- Bahtıllı Location within Turkey Bahtıllı Location within Turkey Aegean
- Coordinates: 39°9′20″N 28°48′1″E﻿ / ﻿39.15556°N 28.80028°E
- Country: Turkey
- Province: Kütahya
- District: Simav
- Population (2022): 383
- Time zone: UTC+3 (TRT)

= Bahtıllı =

Village in Simav district, Kütahya province, Turkey

Bahtıllı is a village in the Simav District of Kütahya Province, Turkey. As of 2022, its population is 383. Before the 2013 reorganisation, it was a town (belde).

Bahtıllı is located on the upper edge of the Simav Çayı's plain, and is separated by a low range of hills from the Simav Gölü. It is 20 km from the town of Simav, 106 km west-southwest of the city of Kütahya, and 118 km south of Bursa.

About 1 km west of the village are the ruins of a square fortress, with walls about 70 m long on each side. The walls are partly overgrown with brush, but they are easily visible on all sides. The north wall is the best preserved, and at the northeast corner a 7 m-tall section is still standing. The walls are made of broken rubbly stone ("bruchstein") embedded in a white mortar matrix; in the past, they would have been clad with large stone blocks. Some of these larger blocks are still visible, embedded in the mortar. The whole complex dates from sometime between the 600s and the 1200s and probably follows an earlier Roman fortress. Numerous spolia present in the modern village of Bahtıllı likely came from an earlier settlement near the fortress. The spolia mainly consists of Roman-era fragments, but some early Byzantine column capitals are also present.

An ancient Greek inscription found at Bahtıllı refers to it as "Goloinon gerousia" (Γολοινῶν γερουσία), indicating that the place's ancient name may have been Goloē or Goloia. A couple of other inscriptions, dating from the early 4th century, appear to have originally come from the nearby ancient city of Ankyra.

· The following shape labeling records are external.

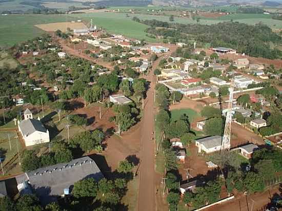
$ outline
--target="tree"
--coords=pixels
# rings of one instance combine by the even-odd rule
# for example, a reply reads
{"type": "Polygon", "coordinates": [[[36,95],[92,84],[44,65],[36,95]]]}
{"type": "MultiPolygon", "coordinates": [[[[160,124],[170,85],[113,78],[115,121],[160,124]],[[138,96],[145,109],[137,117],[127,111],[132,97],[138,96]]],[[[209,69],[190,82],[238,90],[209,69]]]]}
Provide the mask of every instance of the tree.
{"type": "Polygon", "coordinates": [[[261,192],[265,189],[265,185],[263,178],[254,172],[249,172],[243,180],[244,184],[248,193],[261,192]]]}
{"type": "Polygon", "coordinates": [[[165,150],[165,163],[168,171],[176,170],[178,167],[176,154],[171,149],[165,150]]]}
{"type": "Polygon", "coordinates": [[[96,197],[98,185],[93,178],[87,178],[74,183],[72,194],[76,198],[96,197]]]}
{"type": "Polygon", "coordinates": [[[18,211],[41,211],[38,199],[34,195],[25,194],[22,196],[16,202],[18,211]]]}
{"type": "Polygon", "coordinates": [[[216,53],[214,52],[210,55],[210,58],[211,58],[212,59],[217,59],[218,58],[218,55],[216,53]]]}
{"type": "Polygon", "coordinates": [[[178,91],[174,91],[170,94],[170,100],[172,101],[179,102],[182,99],[183,95],[178,91]]]}
{"type": "Polygon", "coordinates": [[[161,74],[162,74],[162,72],[159,69],[156,69],[155,70],[154,70],[154,75],[160,75],[161,74]]]}
{"type": "Polygon", "coordinates": [[[210,95],[209,95],[210,97],[211,97],[212,98],[215,98],[215,97],[216,97],[216,95],[215,94],[215,93],[213,92],[212,92],[210,93],[210,95]]]}
{"type": "Polygon", "coordinates": [[[123,80],[119,83],[119,89],[122,91],[126,96],[131,95],[131,89],[130,88],[130,82],[128,80],[123,80]]]}
{"type": "Polygon", "coordinates": [[[14,202],[10,197],[5,196],[0,198],[0,211],[15,211],[14,202]]]}
{"type": "Polygon", "coordinates": [[[195,140],[195,135],[191,133],[185,133],[180,138],[180,141],[185,146],[189,146],[189,144],[195,140]]]}
{"type": "Polygon", "coordinates": [[[204,126],[204,131],[209,136],[221,136],[223,131],[223,120],[220,118],[208,119],[204,126]]]}
{"type": "Polygon", "coordinates": [[[245,123],[245,117],[240,113],[235,112],[234,115],[234,118],[236,119],[238,122],[241,124],[244,124],[245,123]]]}
{"type": "Polygon", "coordinates": [[[271,160],[263,160],[255,164],[254,167],[265,180],[272,179],[276,171],[271,160]]]}
{"type": "Polygon", "coordinates": [[[211,106],[206,106],[201,111],[201,115],[207,119],[212,117],[220,118],[221,116],[221,112],[218,109],[211,106]]]}
{"type": "Polygon", "coordinates": [[[250,101],[250,95],[249,94],[244,94],[241,95],[237,99],[237,102],[240,105],[246,107],[247,103],[249,103],[250,101]]]}
{"type": "Polygon", "coordinates": [[[73,159],[71,151],[68,149],[56,151],[55,153],[54,158],[57,163],[67,163],[73,159]]]}
{"type": "Polygon", "coordinates": [[[85,99],[90,103],[97,102],[102,99],[102,89],[94,85],[92,88],[85,90],[85,99]]]}
{"type": "Polygon", "coordinates": [[[133,168],[133,164],[127,160],[125,160],[119,162],[118,167],[117,167],[117,172],[119,173],[124,173],[127,174],[131,172],[133,168]]]}
{"type": "Polygon", "coordinates": [[[40,158],[33,151],[27,150],[24,153],[21,166],[25,172],[35,170],[40,167],[40,158]]]}

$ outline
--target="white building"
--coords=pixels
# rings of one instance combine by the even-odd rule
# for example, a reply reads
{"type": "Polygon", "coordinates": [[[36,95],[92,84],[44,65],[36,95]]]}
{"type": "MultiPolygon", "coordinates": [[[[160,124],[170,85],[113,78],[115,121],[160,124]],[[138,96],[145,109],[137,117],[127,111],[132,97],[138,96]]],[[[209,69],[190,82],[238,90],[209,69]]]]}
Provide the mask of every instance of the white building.
{"type": "Polygon", "coordinates": [[[222,137],[214,136],[207,138],[200,138],[195,140],[196,146],[198,147],[198,152],[203,151],[206,153],[211,153],[220,150],[222,137]]]}
{"type": "Polygon", "coordinates": [[[216,77],[212,77],[210,78],[210,81],[211,83],[214,83],[217,86],[224,86],[226,85],[226,81],[224,80],[222,80],[220,78],[216,77]]]}
{"type": "Polygon", "coordinates": [[[27,109],[24,113],[24,120],[18,122],[18,131],[23,136],[26,146],[50,142],[49,133],[39,119],[33,119],[27,109]]]}
{"type": "Polygon", "coordinates": [[[123,95],[115,95],[110,96],[110,101],[115,104],[124,104],[129,103],[132,100],[123,95]]]}
{"type": "Polygon", "coordinates": [[[248,86],[254,82],[254,80],[243,75],[239,75],[234,77],[234,82],[237,88],[247,88],[248,86]]]}
{"type": "Polygon", "coordinates": [[[63,58],[66,57],[66,53],[65,52],[58,52],[58,56],[59,58],[63,58]]]}
{"type": "Polygon", "coordinates": [[[251,120],[250,121],[250,124],[251,124],[251,126],[258,129],[263,126],[266,126],[267,125],[267,122],[264,119],[256,119],[251,120]]]}

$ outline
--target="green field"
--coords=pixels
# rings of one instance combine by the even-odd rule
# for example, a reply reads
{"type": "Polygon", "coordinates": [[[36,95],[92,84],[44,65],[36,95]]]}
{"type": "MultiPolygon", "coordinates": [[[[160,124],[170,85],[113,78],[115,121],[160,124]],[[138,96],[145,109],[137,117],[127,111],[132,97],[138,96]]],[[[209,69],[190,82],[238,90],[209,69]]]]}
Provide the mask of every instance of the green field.
{"type": "MultiPolygon", "coordinates": [[[[134,16],[142,19],[156,19],[166,22],[169,22],[169,18],[168,16],[123,12],[95,12],[67,15],[26,14],[0,16],[0,46],[11,46],[44,33],[43,31],[34,27],[36,24],[70,22],[78,19],[82,19],[87,24],[91,18],[95,25],[106,29],[110,33],[123,34],[129,37],[144,39],[152,42],[160,41],[148,37],[144,30],[149,27],[133,21],[132,18],[134,16]]],[[[217,18],[202,17],[199,24],[211,25],[231,20],[250,25],[261,23],[273,29],[282,28],[282,20],[272,19],[270,15],[264,14],[234,14],[217,18]]],[[[176,23],[185,24],[196,24],[196,20],[189,18],[175,17],[174,20],[176,23]]]]}

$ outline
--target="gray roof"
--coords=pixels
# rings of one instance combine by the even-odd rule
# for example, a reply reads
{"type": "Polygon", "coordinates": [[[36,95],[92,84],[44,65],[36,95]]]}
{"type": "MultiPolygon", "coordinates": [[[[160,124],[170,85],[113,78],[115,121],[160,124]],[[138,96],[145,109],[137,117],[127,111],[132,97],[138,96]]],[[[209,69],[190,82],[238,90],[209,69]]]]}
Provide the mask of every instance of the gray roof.
{"type": "Polygon", "coordinates": [[[0,197],[7,196],[7,189],[5,181],[0,181],[0,197]]]}
{"type": "Polygon", "coordinates": [[[46,129],[42,122],[35,119],[28,119],[22,121],[19,126],[24,135],[28,136],[35,131],[46,132],[46,129]]]}
{"type": "Polygon", "coordinates": [[[43,200],[45,203],[53,201],[54,196],[63,194],[65,188],[70,188],[71,192],[74,183],[77,181],[88,178],[98,181],[103,177],[95,161],[86,156],[69,163],[44,167],[24,173],[16,177],[16,179],[18,184],[28,180],[41,201],[43,200]]]}
{"type": "Polygon", "coordinates": [[[32,113],[29,109],[27,109],[24,112],[24,114],[32,114],[32,113]]]}
{"type": "Polygon", "coordinates": [[[256,149],[258,149],[258,147],[253,143],[250,143],[244,146],[240,146],[239,148],[244,149],[248,153],[251,153],[256,149]]]}
{"type": "Polygon", "coordinates": [[[253,119],[251,121],[257,124],[264,124],[266,122],[266,121],[264,119],[253,119]]]}
{"type": "Polygon", "coordinates": [[[206,148],[210,149],[221,145],[221,136],[213,136],[200,138],[196,140],[196,141],[201,143],[206,148]]]}

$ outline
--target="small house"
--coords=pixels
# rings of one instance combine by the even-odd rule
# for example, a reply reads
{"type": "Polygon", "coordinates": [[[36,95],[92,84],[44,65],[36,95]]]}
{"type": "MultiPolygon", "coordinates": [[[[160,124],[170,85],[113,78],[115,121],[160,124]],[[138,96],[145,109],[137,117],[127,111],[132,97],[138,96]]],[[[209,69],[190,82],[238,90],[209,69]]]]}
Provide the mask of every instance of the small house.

Women in Bahtıllı, in addition to working in agriculture or animal husbandry, also contribute to the family economy by hand-weaving and embroidering things like aprons. The aprons are decorated with various floral or geometric designs, with common motifs including carnations and the tree of life. Historically, local women spun the thread themselves from raw wool fibers, but today they buy factory-spun thread instead. Local women also make fabric waist ties for commercial purposes.